Yang Xueping, Miao Junxiao, Huang Yinglin, Li Lili, Zhuang Gengsen
Department of Psychology, The People's Hospital of Liaoning Province, The people's hospital of China Medical University, Shenyang, Liaoning, China.
Department of Psychiatry, Sheng Jing Hospital of China Medical University, Shenyang, Liaoning, China.
Front Psychiatry. 2024 Jul 29;15:1425681. doi: 10.3389/fpsyt.2024.1425681. eCollection 2024.
Previous studies in different populations have shown that vitamin D supplementation may reduce depression levels. In adolescents, vitamin D deficiency has been identified as a factor contributing to the onset of depression. This study aimed to establish a model of adolescent depression in mice by using the scientific unpredictable chronic mild stress (UCMS) model and to preliminarily evaluate the effect of vitamin D on the occurrence and development of depression and whether it is related to the protein expression of the BDNF pathway.
The UCMS method was used to establish a model of adolescent depression in 4-week-old C57BL/6 male mice, randomly divided into five groups: Control group, Stress group, Stress+ low-dose group, Stress+ medium-dose group, Stress+ high-dose group. At the same time as chronic stress, the administration groups were given intramuscular injections of different doses of vitamin D. After 8 weeks, behavioral tests, including the forced swimming test (FST) and open field test (OFT), were performed on each group of mice, along with recording of indicators, blood vitamin D level detection, and brain tissue western blot analysis.

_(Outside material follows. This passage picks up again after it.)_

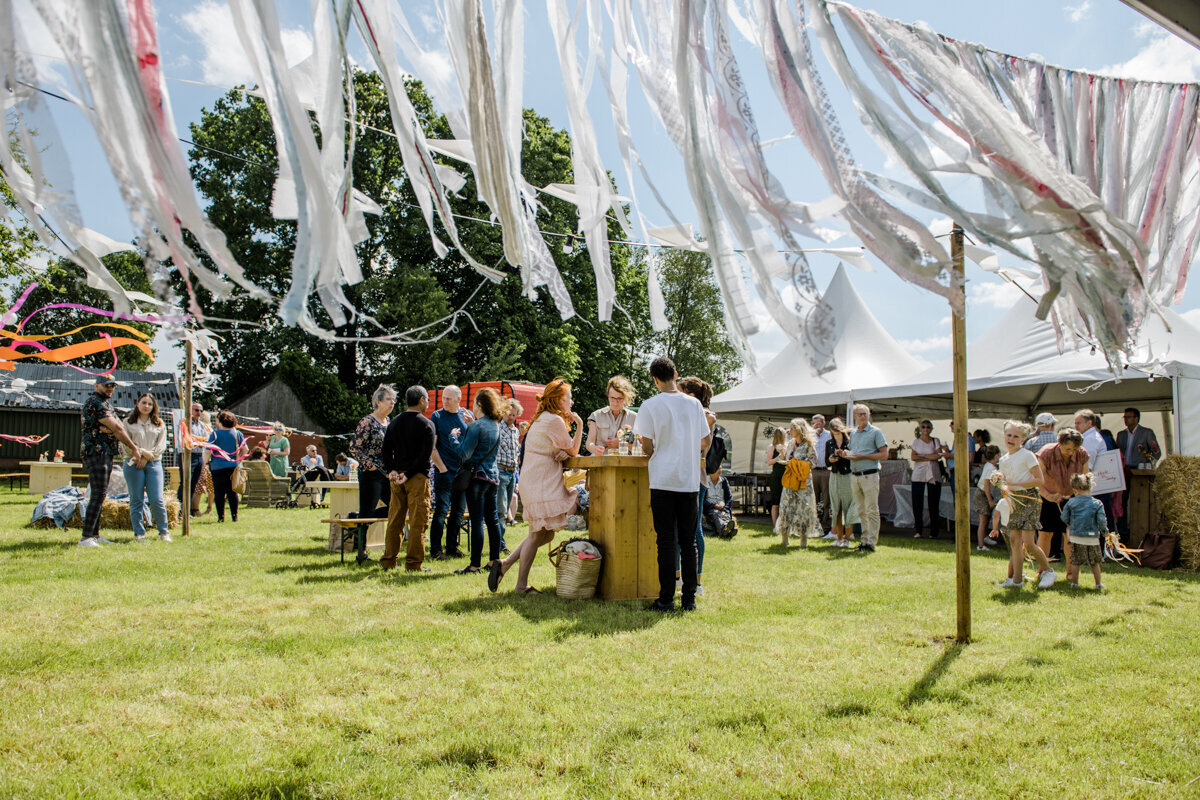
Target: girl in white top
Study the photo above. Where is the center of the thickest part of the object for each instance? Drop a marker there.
(143, 468)
(985, 494)
(1021, 475)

The results showed a significant difference in vitamin D levels among mice in different groups after 8 weeks (P=0.012). The results of behavioral testing showed a significant difference in the static time of forced swimming among the groups (P<0.001). Compared with the UCMS group, the static time of mice with vitamin D injection was significantly reduced (P<0.001). The total number of times mice entered the central area, the total distance of movement, and the time spent in the central area significantly increased after vitamin D injection compared with the UCMS-only group (all P<0.001). There was no significant difference in the expression of BDNF in the brain tissues of experimental mice (P>0.05).
In conclusion, in the mouse adolescent depression model, appropriate vitamin D supplementation can reduce the occurrence of stress-induced depression. Furthermore, vitamin D deficiency may also serve as a potential risk factor for depression.

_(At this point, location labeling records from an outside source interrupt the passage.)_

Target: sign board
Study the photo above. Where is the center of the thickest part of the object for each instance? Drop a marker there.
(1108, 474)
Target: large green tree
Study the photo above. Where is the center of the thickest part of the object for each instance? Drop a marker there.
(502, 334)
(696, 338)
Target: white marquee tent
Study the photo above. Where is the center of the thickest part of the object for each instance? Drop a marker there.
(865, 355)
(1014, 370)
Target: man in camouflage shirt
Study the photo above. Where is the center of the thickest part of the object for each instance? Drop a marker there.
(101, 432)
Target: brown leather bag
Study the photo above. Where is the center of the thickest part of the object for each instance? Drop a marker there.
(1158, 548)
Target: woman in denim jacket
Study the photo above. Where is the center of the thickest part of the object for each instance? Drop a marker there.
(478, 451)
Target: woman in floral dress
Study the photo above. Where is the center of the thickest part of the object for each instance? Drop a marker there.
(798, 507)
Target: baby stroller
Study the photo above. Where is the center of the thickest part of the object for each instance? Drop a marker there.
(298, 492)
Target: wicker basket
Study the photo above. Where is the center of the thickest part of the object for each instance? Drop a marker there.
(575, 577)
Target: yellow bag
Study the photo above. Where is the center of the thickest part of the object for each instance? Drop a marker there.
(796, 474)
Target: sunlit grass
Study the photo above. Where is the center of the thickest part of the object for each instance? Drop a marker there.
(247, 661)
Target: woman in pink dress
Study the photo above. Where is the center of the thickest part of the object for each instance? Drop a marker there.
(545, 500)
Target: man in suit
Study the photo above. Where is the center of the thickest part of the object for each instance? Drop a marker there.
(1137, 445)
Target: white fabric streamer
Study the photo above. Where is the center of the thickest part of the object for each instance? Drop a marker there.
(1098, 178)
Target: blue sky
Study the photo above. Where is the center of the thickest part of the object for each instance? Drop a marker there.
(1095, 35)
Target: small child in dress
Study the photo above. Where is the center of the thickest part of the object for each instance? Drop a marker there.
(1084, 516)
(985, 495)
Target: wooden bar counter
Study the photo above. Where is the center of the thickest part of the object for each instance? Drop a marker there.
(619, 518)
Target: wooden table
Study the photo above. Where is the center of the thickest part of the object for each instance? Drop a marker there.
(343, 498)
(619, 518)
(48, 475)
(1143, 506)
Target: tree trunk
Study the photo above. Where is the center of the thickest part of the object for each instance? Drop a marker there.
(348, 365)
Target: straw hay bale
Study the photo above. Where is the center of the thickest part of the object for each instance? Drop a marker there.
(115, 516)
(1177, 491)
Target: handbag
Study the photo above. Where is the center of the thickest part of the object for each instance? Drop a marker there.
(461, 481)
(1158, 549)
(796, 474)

先前在不同人群中的研究表明,补充维生素D可能会降低抑郁水平。在青少年中,维生素D缺乏已被确定为导致抑郁症发作的一个因素。本研究旨在通过使用科学的不可预测慢性轻度应激(UCMS)模型建立小鼠青少年抑郁症模型,并初步评估维生素D对抑郁症发生发展的影响以及它是否与BDNF通路的蛋白表达有关。
采用UCMS方法在4周龄的C57BL/6雄性小鼠中建立青少年抑郁症模型,随机分为五组:对照组、应激组、应激+低剂量组、应激+中剂量组、应激+高剂量组。在进行慢性应激的同时,给药组肌肉注射不同剂量的维生素D。8周后,对每组小鼠进行行为测试,包括强迫游泳试验(FST)和旷场试验(OFT),同时记录指标、检测血液维生素D水平以及进行脑组织蛋白质免疫印迹分析。
结果显示,8周后不同组小鼠的维生素D水平存在显著差异(P = 0.012)。行为测试结果显示,各组强迫游泳的静止时间存在显著差异(P < 0.001)。与UCMS组相比,注射维生素D的小鼠静止时间显著缩短(P < 0.001)。与仅进行UCMS的组相比,注射维生素D后小鼠进入中央区域的总次数、总移动距离以及在中央区域花费的时间均显著增加(均P < 0.001)。实验小鼠脑组织中BDNF的表达无显著差异(P > 0.05)。
总之,在小鼠青少年抑郁症模型中,适当补充维生素D可减少应激诱导的抑郁症的发生。此外,维生素D缺乏也可能是抑郁症的一个潜在危险因素。